As we pulled onto the strip, we were not only bombarded by people everywhere and noise, but by sign trucks- the ones that are basically a lit up billboard on wheels. I've seen these for soda and cars before, but these were selling women, or renting them at least. Each truck was plastered with about 5 larger than life and practically bare, thong wearing womens' backsides. They had a number you could call to get HOT GIRLS 2 U IN 20 MINS! There was one on every single block too.
It got worse when we parked and got out. On every corner there were at least 4 people trying to hand out fliers for the "hot girls." They all appeared to be fairly recent arrivals to the US, and I couldn't help but wonder if this was the American dream they had imagined. Standing on a street corner in a bright orange T-shirt advertising women for rent. Yes, I'm a little older now, and I'm a mother so that naturally changes my perceptions of the world, but I'm pretty sure I would have remembered the blatant selling of women and all those bare butts on signs.
Girl Child said "So, they must kind of be losers if they have to pay for a date, right?" Yes, that's right.
Boy Child could not fathom why we had to look at all those butts. When he saw one billboard with a backside that had a playing card and another had a dollar bill in the tiny fabric covering them, he was baffled and noted "That's not very sanitary."
We even noticed a woman who looked to be in her late 60's handing out the date for hire fliers. Seriously? Girl Child couldn't believe that a Grandma was doing that job. We wondered if she was probably the real "hot girl" you got a date with after you pre-payed. Boy Child said "It's like those fast food burgers that look all big and tasty on the commercial, and then you buy it and it's flat and gross." I nearly spit my coffee out on the street laughing at that one. I suppose if my sweet, innocent kids did have to be exposed to these unpleasantries, at least they realize the evil and deceptive ways of marketing.
The people on the street provided even more entertainment. For tip, you could get your picture with Elvis, Superman and all sorts of other characters.
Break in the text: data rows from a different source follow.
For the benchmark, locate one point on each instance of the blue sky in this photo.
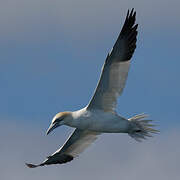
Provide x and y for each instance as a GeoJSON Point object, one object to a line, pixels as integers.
{"type": "Point", "coordinates": [51, 57]}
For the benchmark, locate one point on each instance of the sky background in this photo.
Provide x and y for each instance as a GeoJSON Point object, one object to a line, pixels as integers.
{"type": "Point", "coordinates": [51, 57]}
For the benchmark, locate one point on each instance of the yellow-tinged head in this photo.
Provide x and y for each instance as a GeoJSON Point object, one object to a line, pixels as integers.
{"type": "Point", "coordinates": [58, 120]}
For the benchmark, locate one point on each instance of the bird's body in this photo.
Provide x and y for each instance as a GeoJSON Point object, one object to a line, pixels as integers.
{"type": "Point", "coordinates": [98, 121]}
{"type": "Point", "coordinates": [100, 116]}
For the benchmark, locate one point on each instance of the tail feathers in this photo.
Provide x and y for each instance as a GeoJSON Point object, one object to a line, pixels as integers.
{"type": "Point", "coordinates": [141, 128]}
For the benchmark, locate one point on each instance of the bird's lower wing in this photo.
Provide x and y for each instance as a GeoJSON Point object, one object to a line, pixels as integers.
{"type": "Point", "coordinates": [76, 143]}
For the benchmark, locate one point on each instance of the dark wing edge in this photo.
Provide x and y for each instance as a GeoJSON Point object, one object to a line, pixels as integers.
{"type": "Point", "coordinates": [70, 149]}
{"type": "Point", "coordinates": [120, 55]}
{"type": "Point", "coordinates": [125, 45]}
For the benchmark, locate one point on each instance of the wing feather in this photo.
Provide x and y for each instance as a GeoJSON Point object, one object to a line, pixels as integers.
{"type": "Point", "coordinates": [78, 141]}
{"type": "Point", "coordinates": [116, 67]}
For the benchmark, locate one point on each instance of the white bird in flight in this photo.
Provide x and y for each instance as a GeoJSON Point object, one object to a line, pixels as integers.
{"type": "Point", "coordinates": [100, 115]}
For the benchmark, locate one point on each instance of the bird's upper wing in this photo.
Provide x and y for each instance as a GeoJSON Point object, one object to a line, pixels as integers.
{"type": "Point", "coordinates": [116, 67]}
{"type": "Point", "coordinates": [76, 143]}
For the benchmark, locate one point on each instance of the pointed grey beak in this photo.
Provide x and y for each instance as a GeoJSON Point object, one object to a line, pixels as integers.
{"type": "Point", "coordinates": [52, 127]}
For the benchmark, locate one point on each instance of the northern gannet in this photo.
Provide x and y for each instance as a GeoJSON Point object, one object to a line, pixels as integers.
{"type": "Point", "coordinates": [100, 115]}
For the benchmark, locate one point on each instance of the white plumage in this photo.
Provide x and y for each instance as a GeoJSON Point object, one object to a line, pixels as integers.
{"type": "Point", "coordinates": [100, 116]}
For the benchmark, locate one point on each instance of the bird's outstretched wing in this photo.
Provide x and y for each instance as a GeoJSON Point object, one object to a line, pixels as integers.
{"type": "Point", "coordinates": [76, 143]}
{"type": "Point", "coordinates": [116, 67]}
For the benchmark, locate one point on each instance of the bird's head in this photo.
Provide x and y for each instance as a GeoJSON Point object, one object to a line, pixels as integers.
{"type": "Point", "coordinates": [58, 120]}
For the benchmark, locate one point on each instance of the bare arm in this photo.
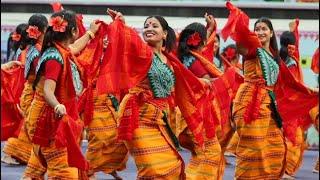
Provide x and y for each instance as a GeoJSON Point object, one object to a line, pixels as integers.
{"type": "Point", "coordinates": [49, 88]}
{"type": "Point", "coordinates": [10, 64]}
{"type": "Point", "coordinates": [81, 43]}
{"type": "Point", "coordinates": [211, 24]}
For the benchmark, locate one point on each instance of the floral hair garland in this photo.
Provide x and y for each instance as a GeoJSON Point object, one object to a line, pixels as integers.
{"type": "Point", "coordinates": [230, 53]}
{"type": "Point", "coordinates": [194, 39]}
{"type": "Point", "coordinates": [58, 24]}
{"type": "Point", "coordinates": [291, 50]}
{"type": "Point", "coordinates": [16, 37]}
{"type": "Point", "coordinates": [33, 32]}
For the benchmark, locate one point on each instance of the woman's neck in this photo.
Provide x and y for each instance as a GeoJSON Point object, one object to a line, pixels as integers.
{"type": "Point", "coordinates": [266, 46]}
{"type": "Point", "coordinates": [65, 44]}
{"type": "Point", "coordinates": [157, 49]}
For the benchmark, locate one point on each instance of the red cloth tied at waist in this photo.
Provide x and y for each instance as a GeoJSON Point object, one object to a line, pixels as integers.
{"type": "Point", "coordinates": [129, 120]}
{"type": "Point", "coordinates": [252, 110]}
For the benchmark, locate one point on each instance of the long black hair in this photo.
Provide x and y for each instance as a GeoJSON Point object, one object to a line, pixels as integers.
{"type": "Point", "coordinates": [183, 48]}
{"type": "Point", "coordinates": [273, 39]}
{"type": "Point", "coordinates": [24, 40]}
{"type": "Point", "coordinates": [52, 36]}
{"type": "Point", "coordinates": [286, 38]}
{"type": "Point", "coordinates": [39, 21]}
{"type": "Point", "coordinates": [170, 41]}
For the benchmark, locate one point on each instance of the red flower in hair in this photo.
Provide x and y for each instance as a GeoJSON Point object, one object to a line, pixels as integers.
{"type": "Point", "coordinates": [33, 32]}
{"type": "Point", "coordinates": [15, 36]}
{"type": "Point", "coordinates": [230, 53]}
{"type": "Point", "coordinates": [194, 39]}
{"type": "Point", "coordinates": [58, 24]}
{"type": "Point", "coordinates": [291, 50]}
Some were amazing in their likeness. Others, well...not so much. There was a seedy, creepy kind of feeling trying to make your way through the crowds. I definitely kept my kids close at hand. There were plenty of young and intoxicated people, but also lots of people with kids. I wasn't the only silly one who thought Vegas could be for families. The Belagio was a sharp contrast to the streets, with calm, beautiful and very pricey stores and amazing glass and flower art displays.
The roads out of Vegas were as difficult to maneuver as the casinos. It felt eerily like the whole place was specifically designed to keep you from leaving. We persevered and after driving in circles with children yelling about having to use the bathroom again, we finally made it out. My exhausted co-pilots fell asleep on me somewhere in the lonely desert. That was probably good because the shock waves followed us through Nevada for a while. I pulled in to what appeared to be an all night gas station in the middle of nowhere to look at my map, thinking the sign said "Brother." When I realized it said "Brothel" I decided to keep diving by instinct and look at my directions later, glad I didn't have to explain that one to my kids too.
I was oh so happy when we crossed the state lines back into California, and while we did find some interesting things in Vegas, I don't think I"ll be back there anytime soon.